Ирину же несколько примирило с «кошмаррной» действительностью изобилие дешевых овощей и фруктов, которыми торговали буквально повсюду. Набрав даров природы и превратившись, по выражению Ирины, «в неких вьючных животных с завидущими глазами и полным отсутствием мозга», они вернулись в гостиницу.
Вечером в номере Ирины и Стеллы собрались все актеры. Пришла даже нелюдимка Извекова. Захватив овощи и фрукты, купленные во время прогулки по городу, и не съеденные в дороге припасы, они устроили импровизированный ужин под телевизор, который показывал только передачи первой программы, причем без звука.
Погрузившись рано утром в автобус, актеры под предводительством Ирины отправились на место, выбранное для съемок. Это было городское кладбище.
К моменту появления режиссера и оператора работа уже кипела вовсю.
Лена и Клавдия Михайловна роздали костюмы, и, превратив автобус в импровизированную переодевалку, актеры, разбившись на группы, по очереди приводили себя «в боевую готовность». Эльвира ничтоже сумняшеся накладывала грим прямо под открытым небом, наслаждаясь ярким по-южному солнцем.
Едва успевшая
Она не сразу сообразила, почему, едва взглянув на нее, Михаил разразился гомерическим хохотом, однако, представив себе, как она смотрится со стороны: с начесанными только с одной стороны и торчащими дыбом волосами, в задранном почти до бедер платье, в огромных кроссовках на тонковатых ногах, с хлопушкой в одной руке и бамбуковыми «веригами» в другой, — веселья режиссера не разделила. Мрачно взглянув на него, она заявила:
— Нечего надо мной издеваться, Михаил Георгиевич. Я не по своей воле тут чучело огородное изображаю. Вы экономию наводите, а все шишки на меня! И смеетесь еще…

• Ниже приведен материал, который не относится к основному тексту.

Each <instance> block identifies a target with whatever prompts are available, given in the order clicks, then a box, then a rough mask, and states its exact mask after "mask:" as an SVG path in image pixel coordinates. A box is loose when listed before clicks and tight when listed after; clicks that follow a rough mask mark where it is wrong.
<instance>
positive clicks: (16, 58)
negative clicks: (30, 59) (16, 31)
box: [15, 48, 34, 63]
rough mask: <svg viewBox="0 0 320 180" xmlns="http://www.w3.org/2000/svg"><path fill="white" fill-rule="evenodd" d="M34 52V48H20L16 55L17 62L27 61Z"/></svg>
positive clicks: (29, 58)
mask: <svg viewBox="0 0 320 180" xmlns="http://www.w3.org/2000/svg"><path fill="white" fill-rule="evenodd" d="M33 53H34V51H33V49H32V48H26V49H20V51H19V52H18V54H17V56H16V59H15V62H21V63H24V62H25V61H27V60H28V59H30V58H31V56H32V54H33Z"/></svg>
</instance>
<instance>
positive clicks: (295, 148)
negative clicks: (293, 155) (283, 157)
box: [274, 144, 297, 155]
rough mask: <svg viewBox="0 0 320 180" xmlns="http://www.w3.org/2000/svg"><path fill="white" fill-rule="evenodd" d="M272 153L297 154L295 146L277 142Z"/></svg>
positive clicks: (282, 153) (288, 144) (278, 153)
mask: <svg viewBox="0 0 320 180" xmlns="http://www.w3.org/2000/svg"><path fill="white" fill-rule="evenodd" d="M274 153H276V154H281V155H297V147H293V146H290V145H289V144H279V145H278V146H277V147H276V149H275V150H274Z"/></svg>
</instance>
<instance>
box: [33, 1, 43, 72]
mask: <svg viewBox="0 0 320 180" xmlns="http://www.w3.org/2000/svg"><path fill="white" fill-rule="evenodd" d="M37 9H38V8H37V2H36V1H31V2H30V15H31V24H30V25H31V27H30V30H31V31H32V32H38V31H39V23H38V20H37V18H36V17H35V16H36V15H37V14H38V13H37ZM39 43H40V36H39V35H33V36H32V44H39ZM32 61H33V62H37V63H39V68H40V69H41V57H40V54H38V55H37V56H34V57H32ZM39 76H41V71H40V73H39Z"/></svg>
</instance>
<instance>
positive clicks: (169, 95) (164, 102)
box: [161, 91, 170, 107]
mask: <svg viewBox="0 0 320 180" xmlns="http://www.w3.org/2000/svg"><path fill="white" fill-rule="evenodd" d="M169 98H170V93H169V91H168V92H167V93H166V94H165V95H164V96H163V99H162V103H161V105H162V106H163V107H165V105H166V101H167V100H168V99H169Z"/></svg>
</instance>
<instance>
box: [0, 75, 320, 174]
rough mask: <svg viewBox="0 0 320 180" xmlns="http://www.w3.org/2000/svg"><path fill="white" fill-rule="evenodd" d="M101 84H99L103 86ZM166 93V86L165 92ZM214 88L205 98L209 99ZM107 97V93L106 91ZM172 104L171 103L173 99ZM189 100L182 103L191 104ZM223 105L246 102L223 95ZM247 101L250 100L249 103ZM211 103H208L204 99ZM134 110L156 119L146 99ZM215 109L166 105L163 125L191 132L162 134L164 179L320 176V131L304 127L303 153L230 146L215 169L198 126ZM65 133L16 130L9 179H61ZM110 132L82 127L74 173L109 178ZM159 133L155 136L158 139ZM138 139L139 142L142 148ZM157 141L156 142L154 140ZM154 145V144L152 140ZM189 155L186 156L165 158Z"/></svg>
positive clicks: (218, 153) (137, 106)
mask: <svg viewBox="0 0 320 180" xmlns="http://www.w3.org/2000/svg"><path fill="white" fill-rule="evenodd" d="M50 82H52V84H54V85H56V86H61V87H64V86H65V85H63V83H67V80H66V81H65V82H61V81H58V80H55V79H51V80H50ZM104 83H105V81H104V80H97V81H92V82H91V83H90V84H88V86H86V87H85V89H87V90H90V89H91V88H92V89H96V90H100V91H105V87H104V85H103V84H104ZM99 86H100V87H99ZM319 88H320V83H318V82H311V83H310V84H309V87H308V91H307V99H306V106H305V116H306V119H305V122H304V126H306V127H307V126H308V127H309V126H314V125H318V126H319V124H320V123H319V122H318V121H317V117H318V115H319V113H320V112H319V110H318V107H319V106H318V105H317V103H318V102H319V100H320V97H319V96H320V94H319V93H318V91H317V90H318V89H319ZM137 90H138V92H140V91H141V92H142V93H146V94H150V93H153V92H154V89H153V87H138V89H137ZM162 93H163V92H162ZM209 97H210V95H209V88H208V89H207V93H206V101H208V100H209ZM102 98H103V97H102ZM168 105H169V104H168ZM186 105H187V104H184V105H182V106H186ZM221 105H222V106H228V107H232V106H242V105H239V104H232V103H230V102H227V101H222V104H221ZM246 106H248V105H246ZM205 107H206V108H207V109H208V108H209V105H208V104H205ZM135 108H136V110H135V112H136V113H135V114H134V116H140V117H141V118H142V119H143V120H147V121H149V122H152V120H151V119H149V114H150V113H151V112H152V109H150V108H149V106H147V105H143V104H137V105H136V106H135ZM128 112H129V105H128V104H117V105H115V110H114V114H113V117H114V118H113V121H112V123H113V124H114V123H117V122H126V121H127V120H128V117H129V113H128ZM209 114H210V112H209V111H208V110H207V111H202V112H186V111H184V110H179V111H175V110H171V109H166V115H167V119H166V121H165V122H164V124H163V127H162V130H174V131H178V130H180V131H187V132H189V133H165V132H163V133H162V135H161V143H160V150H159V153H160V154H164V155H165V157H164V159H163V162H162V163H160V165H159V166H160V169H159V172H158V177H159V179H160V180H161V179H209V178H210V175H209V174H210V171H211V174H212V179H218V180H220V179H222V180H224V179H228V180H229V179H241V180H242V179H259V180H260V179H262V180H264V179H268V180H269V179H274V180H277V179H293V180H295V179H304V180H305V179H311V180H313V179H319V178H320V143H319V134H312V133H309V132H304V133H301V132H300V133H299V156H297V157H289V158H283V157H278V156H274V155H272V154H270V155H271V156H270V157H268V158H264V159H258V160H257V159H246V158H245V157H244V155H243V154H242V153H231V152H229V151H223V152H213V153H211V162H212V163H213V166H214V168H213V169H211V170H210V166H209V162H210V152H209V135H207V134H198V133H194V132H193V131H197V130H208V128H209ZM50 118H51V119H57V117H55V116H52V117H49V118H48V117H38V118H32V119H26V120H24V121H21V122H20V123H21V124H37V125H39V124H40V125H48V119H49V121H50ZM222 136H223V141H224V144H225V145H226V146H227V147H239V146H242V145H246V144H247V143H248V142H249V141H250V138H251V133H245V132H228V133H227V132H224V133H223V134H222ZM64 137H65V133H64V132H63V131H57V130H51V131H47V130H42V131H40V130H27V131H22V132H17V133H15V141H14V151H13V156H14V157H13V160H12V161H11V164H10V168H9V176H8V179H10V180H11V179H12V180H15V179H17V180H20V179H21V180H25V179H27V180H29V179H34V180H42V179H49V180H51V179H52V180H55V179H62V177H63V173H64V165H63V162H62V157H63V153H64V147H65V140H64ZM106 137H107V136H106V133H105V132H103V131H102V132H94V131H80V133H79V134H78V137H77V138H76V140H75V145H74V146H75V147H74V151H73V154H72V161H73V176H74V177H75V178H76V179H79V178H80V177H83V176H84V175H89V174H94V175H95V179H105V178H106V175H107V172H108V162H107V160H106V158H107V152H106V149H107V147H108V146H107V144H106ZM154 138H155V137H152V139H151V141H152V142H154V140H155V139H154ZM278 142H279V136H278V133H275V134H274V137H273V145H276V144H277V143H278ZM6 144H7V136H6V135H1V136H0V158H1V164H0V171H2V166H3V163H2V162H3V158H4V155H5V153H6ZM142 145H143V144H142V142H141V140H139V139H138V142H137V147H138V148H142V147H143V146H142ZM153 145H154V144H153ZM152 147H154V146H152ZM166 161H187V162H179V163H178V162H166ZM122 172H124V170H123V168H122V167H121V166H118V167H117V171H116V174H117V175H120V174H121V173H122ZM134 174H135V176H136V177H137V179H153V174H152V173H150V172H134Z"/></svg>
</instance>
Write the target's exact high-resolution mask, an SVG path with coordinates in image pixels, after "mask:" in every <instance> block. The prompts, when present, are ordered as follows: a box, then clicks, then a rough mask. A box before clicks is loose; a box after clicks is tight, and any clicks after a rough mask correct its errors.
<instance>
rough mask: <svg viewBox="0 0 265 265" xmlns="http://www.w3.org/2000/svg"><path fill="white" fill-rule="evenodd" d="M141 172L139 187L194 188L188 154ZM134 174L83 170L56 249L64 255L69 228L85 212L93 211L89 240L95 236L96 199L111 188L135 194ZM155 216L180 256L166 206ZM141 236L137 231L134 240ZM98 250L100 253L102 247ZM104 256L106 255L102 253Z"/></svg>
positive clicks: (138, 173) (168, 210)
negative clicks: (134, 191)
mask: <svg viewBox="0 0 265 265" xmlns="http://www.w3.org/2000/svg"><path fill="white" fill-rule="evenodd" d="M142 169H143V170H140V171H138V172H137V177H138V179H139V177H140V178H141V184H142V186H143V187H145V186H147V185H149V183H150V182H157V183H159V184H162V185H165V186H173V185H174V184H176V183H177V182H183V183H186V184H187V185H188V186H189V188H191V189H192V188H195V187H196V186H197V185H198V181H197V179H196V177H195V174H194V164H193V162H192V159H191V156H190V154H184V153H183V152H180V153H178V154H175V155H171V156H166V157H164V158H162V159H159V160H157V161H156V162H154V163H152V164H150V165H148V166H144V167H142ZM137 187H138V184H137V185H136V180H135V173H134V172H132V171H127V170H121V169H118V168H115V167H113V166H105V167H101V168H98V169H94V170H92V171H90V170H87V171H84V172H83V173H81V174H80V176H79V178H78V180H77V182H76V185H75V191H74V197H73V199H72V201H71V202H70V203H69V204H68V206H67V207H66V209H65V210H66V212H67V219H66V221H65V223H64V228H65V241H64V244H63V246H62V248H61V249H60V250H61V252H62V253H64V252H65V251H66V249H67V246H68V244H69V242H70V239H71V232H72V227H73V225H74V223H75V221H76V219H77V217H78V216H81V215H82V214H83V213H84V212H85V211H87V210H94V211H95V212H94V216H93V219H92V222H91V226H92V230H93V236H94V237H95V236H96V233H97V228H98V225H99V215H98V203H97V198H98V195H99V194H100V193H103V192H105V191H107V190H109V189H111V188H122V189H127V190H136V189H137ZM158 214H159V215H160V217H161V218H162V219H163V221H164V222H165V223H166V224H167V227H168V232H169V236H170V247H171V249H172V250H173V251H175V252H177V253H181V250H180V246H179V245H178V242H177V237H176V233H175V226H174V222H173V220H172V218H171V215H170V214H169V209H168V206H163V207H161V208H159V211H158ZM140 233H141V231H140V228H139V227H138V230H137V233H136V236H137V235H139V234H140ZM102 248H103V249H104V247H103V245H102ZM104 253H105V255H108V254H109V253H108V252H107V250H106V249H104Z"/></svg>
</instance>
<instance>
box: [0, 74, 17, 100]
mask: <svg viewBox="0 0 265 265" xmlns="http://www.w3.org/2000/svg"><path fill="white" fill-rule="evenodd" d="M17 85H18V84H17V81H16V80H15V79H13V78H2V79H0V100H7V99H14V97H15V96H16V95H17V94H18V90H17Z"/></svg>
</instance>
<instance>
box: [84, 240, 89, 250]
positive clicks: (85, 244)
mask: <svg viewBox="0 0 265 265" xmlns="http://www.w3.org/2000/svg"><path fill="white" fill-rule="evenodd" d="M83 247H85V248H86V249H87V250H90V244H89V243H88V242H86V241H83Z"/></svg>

Напустив на себя серьезность, режиссер сказал:
— Попросите, пожалуйста, всех поторопиться. Оператор боится, что солнце уйдет.
Съемочная группа расположилась на взгорке, обнесенном невысоким, кое-где осыпавшимся каменным бордюром. Снизу, с дороги, их не было видно.
Освободившийся одним из первых Романов в белой хламиде, заменявшей ему костюм, с кучей образков и ладанок на шее, прихватив книжку, отправился бродить между крестами.
Он уходил все дальше и дальше, поднимаясь по склону вверх, и, точно забыв обо всем, время от времени взмахивая свободной рукой, декламировал Хайяма. Судя по всему, он спокойно переносил отсутствие кроссовок и не реагировал на попадавшие под ноги камушки, как неженка Ирина.
Она же подпрыгивала, стараясь не потерять Валерия из виду, чтобы не искать его потом по всему кладбищу, чем вызывала неудовольствие Эльвиры, трудившейся над ее прической.
Романова озаряло утреннее солнце, окружая его неким подобием ореола…
Вдруг снизу донеслись полные благоговейного восторга вопли:
— Святой!
— Христос!
Все услышавшие крик, и прежде всего Стелла, не занятая в первой сцене и решительно не знавшая, куда деваться от безделья среди царившей вокруг суеты, немедленно перегнулись через каменный бордюрчик, окружавший площадку, и увидели двух павших в пыль на колени старушек.
Богомольные бабули, молитвенно воздев руки, так и сияли от счастья, пялясь на Романова.
Хохот, грянувший точно с небес, отрезвил их. Сообразив, что корчившиеся от смеха и указывавшие на них пальцами люди никак не могут быть причислены к ангелам, старухи догадались о своей вызванной пылкостью религиозных чувств ошибке. Плюясь и ругаясь, они поднялись на ноги и, кипя от негодования, удалились.
Возвратившийся новоявленный «Христос» — Валера так и не понял причин охватившего всех безудержного веселья.